Step 4: identify organisms with bioremediation potential

In this last step of this illustrative bioremediation use-case, the OMA database is queried to retrieve all organisms that produce some of the enzymes/proteins identified to potentially take part in the metabolic degradation of atrazine.

# Query organisms with potential for bioremediation from the OMA database.
query_oma <- load_query_from_file(query_file_oma, remove_comments = TRUE)

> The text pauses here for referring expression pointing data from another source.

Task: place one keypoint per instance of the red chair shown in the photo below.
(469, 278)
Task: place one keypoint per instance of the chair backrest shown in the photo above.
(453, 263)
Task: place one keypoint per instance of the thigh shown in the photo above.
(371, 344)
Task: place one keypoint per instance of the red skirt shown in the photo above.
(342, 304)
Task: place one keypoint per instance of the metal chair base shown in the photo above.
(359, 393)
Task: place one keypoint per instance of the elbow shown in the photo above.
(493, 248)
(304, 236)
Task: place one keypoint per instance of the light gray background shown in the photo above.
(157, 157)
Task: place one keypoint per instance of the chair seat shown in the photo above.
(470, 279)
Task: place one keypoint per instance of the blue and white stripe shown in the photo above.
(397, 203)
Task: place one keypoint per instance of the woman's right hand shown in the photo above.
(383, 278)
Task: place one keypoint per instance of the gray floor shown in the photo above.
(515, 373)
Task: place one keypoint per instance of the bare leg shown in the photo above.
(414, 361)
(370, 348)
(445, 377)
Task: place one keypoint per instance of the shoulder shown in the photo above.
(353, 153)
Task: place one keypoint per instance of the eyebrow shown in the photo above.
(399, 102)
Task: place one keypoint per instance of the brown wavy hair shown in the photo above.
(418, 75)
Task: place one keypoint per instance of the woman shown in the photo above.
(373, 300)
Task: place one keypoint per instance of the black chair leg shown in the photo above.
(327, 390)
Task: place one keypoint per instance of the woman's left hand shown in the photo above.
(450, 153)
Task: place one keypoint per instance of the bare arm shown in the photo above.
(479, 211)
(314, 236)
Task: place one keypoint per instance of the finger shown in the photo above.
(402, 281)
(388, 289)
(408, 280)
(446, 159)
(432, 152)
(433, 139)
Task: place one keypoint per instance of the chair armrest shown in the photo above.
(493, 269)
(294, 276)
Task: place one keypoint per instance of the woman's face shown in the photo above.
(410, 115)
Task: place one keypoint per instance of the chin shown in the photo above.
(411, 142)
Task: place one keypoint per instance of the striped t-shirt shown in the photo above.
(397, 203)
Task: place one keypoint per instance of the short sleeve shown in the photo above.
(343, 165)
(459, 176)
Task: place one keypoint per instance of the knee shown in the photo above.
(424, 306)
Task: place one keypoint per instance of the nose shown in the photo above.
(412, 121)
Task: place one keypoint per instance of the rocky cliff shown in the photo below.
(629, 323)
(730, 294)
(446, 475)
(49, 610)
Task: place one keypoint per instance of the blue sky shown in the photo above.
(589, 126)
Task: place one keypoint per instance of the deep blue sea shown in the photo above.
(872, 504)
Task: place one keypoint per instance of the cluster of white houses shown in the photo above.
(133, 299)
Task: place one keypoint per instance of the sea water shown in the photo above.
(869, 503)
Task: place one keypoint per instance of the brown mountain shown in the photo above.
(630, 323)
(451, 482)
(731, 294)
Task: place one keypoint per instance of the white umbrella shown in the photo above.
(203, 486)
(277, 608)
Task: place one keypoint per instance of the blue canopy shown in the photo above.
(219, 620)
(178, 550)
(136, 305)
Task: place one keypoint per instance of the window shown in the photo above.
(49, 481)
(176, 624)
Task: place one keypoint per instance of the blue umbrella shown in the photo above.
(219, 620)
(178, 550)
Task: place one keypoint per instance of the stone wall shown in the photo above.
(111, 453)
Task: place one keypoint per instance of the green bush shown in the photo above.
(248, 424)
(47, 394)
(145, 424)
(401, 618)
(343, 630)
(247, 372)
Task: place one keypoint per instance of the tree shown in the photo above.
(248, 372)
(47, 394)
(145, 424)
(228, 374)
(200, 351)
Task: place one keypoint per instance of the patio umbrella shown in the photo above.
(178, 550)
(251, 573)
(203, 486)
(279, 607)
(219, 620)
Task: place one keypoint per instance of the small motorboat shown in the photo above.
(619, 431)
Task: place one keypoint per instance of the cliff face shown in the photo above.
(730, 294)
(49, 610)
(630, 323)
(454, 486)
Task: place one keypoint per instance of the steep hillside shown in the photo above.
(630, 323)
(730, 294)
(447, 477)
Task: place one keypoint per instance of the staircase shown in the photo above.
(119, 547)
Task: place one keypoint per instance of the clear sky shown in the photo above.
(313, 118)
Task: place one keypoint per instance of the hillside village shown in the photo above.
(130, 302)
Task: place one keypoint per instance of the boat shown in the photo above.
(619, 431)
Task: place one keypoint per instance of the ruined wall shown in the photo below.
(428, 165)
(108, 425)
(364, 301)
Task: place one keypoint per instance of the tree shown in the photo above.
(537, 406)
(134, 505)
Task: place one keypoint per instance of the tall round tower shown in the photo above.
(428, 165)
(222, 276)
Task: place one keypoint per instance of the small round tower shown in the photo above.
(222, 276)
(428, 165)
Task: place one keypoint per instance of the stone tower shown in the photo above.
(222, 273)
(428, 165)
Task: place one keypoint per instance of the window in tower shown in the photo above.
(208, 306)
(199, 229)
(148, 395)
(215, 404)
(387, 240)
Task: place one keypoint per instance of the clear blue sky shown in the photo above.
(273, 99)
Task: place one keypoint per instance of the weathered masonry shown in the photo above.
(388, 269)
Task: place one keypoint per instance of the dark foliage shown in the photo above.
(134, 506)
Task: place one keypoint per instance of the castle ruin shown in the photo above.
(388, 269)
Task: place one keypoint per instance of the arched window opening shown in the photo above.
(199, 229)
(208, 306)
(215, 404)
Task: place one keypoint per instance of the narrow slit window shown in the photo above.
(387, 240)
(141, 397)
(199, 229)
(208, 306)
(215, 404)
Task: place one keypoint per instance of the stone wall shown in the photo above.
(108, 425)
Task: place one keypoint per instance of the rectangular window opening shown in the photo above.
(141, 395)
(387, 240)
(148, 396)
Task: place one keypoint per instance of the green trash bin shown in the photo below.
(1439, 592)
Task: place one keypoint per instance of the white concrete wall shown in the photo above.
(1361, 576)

uniprot_values <- uniprot_ids |>
  dplyr::pull("uniprot") |>
  unique() |>
  sort() |>
  stringr::str_replace("<http://purl.uniprot.org/uniprot/(.*)>", "upk:\\1")

oma_taxa <- sparql_query(
  endpoint = endpoint_oma,
  query = replace_values_clause(
    "uniprot",
    as_values_clause(uniprot_values, "uniprot"),
    query_oma
  ),
  use_post = FALSE
)

# Filter the OMA results to keep only bacterial taxa.
# This is done by querying uniprot for the "mnemonic" codes of all bacterial
# taxa present in Uniprot, then filtering the query results from OMA to keep
# only those with a bacterial mnemonic code.
query_file_uniprot_mnemonic <- "queries/query_5_uniprot.rq"
query_uniprot_mnemonic <- load_query_from_file(
  query_file_uniprot_mnemonic,
  remove_comments = TRUE
)
bacterial_taxon <- sparql_query(
  endpoint = endpoint_uniprot,
  query = query_uniprot_mnemonic,
  use_post = TRUE
)
taxa_counts <- oma_taxa |>
  dplyr::semi_join(bacterial_taxon, by = "mnemonic") |>
  dplyr::count(mnemonic, taxon_sci_name, name = "enzyme_count") |>
  dplyr::arrange(desc(enzyme_count)) |>
  dplyr::select("taxon_sci_name", "mnemonic", "enzyme_count")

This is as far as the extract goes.